New International Monetary Fund figures show world trade collapsed by 45% over the last three months of 2008, as the International Labour Organisation (ILO) warns that up to 51 million jobs could disappear by the end of this year.
The IMF’s World Economic Outlook update, released this morning, is predicting global growth to slump to 0.5% over 2009, the lowest rate since WWII. This is a massive downwards revision of roughly 1.75% from its November update.
Advanced economies are predicted to contract 2% in 2009, with the UK hit hardest.
The report says the global economy is in “a pernicious feedback loop between the real and financial sectors” triggered by the collapse of stock and credit markets, and that recovery will not happen until governments take steps to restore confidence in markets.
The organisation says the global economy is projected to experience a gradual recovery in 2010 of up to 1%, aided by continued efforts to ease credit strains as well as expansionary fiscal and monetary policies, with growth possibly picking up to 3% thereafter.
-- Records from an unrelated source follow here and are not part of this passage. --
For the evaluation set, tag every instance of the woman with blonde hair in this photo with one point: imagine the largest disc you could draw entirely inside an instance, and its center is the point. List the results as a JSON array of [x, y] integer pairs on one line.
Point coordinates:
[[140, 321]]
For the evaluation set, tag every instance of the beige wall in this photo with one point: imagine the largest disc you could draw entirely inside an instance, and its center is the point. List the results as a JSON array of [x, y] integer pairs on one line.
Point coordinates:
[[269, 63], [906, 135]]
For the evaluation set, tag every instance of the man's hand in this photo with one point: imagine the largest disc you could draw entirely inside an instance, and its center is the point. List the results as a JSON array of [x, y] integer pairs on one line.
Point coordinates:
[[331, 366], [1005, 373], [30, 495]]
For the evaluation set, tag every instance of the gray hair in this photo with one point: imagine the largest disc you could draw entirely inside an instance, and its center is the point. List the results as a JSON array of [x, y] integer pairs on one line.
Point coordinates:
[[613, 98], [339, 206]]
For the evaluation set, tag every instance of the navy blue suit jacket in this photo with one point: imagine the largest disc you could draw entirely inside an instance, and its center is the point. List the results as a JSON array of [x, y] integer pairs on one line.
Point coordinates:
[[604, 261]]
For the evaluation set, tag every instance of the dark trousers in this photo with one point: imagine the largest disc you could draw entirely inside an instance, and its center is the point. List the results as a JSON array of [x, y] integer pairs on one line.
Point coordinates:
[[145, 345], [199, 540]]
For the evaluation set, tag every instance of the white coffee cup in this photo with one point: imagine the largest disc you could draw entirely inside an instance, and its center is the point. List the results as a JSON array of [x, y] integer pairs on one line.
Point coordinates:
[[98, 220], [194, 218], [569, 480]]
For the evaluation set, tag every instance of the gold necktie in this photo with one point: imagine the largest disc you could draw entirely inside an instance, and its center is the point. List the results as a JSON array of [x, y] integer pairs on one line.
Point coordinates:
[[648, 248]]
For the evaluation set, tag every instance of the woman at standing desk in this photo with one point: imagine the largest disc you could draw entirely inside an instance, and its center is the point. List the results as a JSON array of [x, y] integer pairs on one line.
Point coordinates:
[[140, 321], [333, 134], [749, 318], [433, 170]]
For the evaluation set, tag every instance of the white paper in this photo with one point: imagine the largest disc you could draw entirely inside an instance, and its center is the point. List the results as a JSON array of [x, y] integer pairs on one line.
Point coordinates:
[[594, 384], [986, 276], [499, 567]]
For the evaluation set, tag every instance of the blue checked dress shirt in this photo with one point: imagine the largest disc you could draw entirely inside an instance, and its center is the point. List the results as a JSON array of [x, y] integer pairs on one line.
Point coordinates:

“However, the outlook is highly uncertain, and the timing and pace of the recovery depend critically on strong policy actions.”
The IMF is forecasting that advanced countries will average budget deficits equivalent to 7% of GDP this year, which in New Zealand would equate to roughly $18 billion.
Meanwhile the Financial Times is reporting the ILO saying this year will finish with 18 million more unemployed people than 2007, with a global unemployment rate of 6.1% under its most optimistic scenario.
A more realistic scenario forecast that 30 million more people may lose their jobs, pushing the world's unemployment up to 6.5%, compared to 6.0% in 2008 and 5.7% in 2007.
In the worst-case economic scenario, the Global Employment Trends report says 51 million more jobs could be lost by the end of this year, creating a 7.1% global unemployment rate.
"If the recession deepens in 2009, as many forecasters expect, the global jobs crisis will worsen sharply. We can expect that for many of those who manage to keep a job, earnings and other conditions of employment will deteriorate", the report says.
In October the ILO previously estimated that 20 million jobs would disappear by the end of 2009 because of the financial crisis.
In better news for New Zealand, most job creation in 2008 came from South Asia, Southeast Asia, and East Asia, while developed economies and the EU lost some 900,000 jobs on a net basis.